Warschau. Zehntausende Polinnen protestierten gegen ein drohendes Abtreibungsverbot – mit erstem Erfolg: Der Gesetzentwurf wurde nun gekippt.

Überraschend hat Polens Regierung ihren Kurs in der Abtreibungspolitik geändert und die weitere Verschärfung des Abtreibungsverbotes gekippt. In einer eilig einberufenen Sitzung lehnte das Parlament den Gesetzesentwurf einer Bürgerbewegung von Abtreibungsgegnern am Donnerstag nach zweiter Lesung ab. 352 Abgeordnete stimmten dafür, die heftig umstrittene Initiative zu verwerfen, 58 waren dagegen, 18 enthielten sich.

Damit reagierte die mit absoluter Mehrheit regierende PiS-Partei, die den Entwurf zunächst unterstützt hatte, auf internationale Kritik und massive Proteste. Zehntausende Frauen und Männer hatten in den vergangenen Tagen gegen das vorgesehene Totalverbot von Schwangerschaftsabbrüchen sowie Haftstrafen für Frauen und Ärzte nach Abtreibungen protestiert. Die Nationalkonservativen wollen polnischen Medienberichten zufolge einen eigenen, weniger restriktiven Gesetzesentwurf einbringen.

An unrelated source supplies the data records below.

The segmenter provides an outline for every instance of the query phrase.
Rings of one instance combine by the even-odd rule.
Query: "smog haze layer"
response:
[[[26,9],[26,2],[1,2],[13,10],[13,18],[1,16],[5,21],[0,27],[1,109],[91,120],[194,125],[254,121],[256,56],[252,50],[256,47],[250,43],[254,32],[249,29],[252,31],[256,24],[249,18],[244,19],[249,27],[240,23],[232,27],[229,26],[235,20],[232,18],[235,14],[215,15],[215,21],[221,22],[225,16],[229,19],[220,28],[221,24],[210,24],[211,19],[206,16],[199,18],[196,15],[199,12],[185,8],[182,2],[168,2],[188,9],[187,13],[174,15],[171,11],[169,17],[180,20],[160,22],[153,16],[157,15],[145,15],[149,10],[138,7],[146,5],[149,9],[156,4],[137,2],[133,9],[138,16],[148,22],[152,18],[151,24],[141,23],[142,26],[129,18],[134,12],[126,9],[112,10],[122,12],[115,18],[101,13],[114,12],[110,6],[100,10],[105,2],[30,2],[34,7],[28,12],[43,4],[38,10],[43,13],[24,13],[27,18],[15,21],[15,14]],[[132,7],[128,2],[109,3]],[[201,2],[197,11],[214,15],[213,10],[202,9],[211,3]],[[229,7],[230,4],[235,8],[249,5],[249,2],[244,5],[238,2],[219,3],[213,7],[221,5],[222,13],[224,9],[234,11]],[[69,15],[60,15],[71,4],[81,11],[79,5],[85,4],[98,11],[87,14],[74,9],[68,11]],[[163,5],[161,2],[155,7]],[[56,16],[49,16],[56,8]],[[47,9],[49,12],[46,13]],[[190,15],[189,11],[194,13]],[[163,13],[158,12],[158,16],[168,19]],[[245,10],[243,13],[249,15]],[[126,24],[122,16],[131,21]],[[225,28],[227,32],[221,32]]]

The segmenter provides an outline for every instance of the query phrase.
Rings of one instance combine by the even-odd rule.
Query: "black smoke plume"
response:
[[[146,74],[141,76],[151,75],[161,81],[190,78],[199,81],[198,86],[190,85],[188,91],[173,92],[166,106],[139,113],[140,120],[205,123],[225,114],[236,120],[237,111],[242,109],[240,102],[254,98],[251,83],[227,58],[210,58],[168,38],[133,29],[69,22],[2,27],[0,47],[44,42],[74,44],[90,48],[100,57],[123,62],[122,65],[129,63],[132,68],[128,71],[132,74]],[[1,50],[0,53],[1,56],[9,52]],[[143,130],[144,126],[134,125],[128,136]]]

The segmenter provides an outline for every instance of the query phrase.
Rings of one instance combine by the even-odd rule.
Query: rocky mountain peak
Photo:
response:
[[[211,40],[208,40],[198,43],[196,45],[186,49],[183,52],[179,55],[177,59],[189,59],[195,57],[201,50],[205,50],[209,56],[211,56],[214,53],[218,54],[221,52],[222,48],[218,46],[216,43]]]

Abtreibung schon jetzt streng geregelt

Die umstrittene Initiative der Bürgerbewegung „Stop Aborcji“ („Stoppt Abtreibungen“) will jede Form von Abtreibung verbieten lassen – so auch Schwangerschaftsabbrüche nach einer Vergewaltigung. Nach polnischem Recht können Bürgerbewegungen Gesetzentwürfe einbringen, wenn sie genug Unterstützer finden.

In Kreisen der regierenden Partei Recht und Gerechtigkeit (PiS) fürchtete man nach den Protesten, das Gesetz könnte die Partei bei den nächsten Wahlen 2019 um den Sieg bringen, wie die Zeitung „Gazeta Wyborcza“ berichtete. Schließlich hatte Polens Parlament, in dem die nationalkonservative PiS die absolute Mehrheit hat, den Entwurf der Abtreibungsgegner in erster Lesung angenommen und damit massive Proteste ausgelöst.

PiS-Gegner feiern bereits Sieg der Freiheit

Landesweit gingen am Montag Zehntausende Polinnen auf die Straße. Das Land hat bereits eine der strengsten Regelungen in Europa: Frauen dürfen nur abtreiben, wenn sie vergewaltigt worden sind, das Leben der Mutter in Gefahr ist oder das Kind eine schwere Behinderung hat.

Gegner der Gesetzesverschärfung werteten die schnelle Reaktion der Regierenden als Erfolg ihrer Proteste. „Die Freiheit und das Recht auf Selbstbestimmung haben gewonnen“, sagte Ex-Ministerpräsidentin Ewa Kopacz von der liberalkonservativen Bürgerplattform PO. (dpa)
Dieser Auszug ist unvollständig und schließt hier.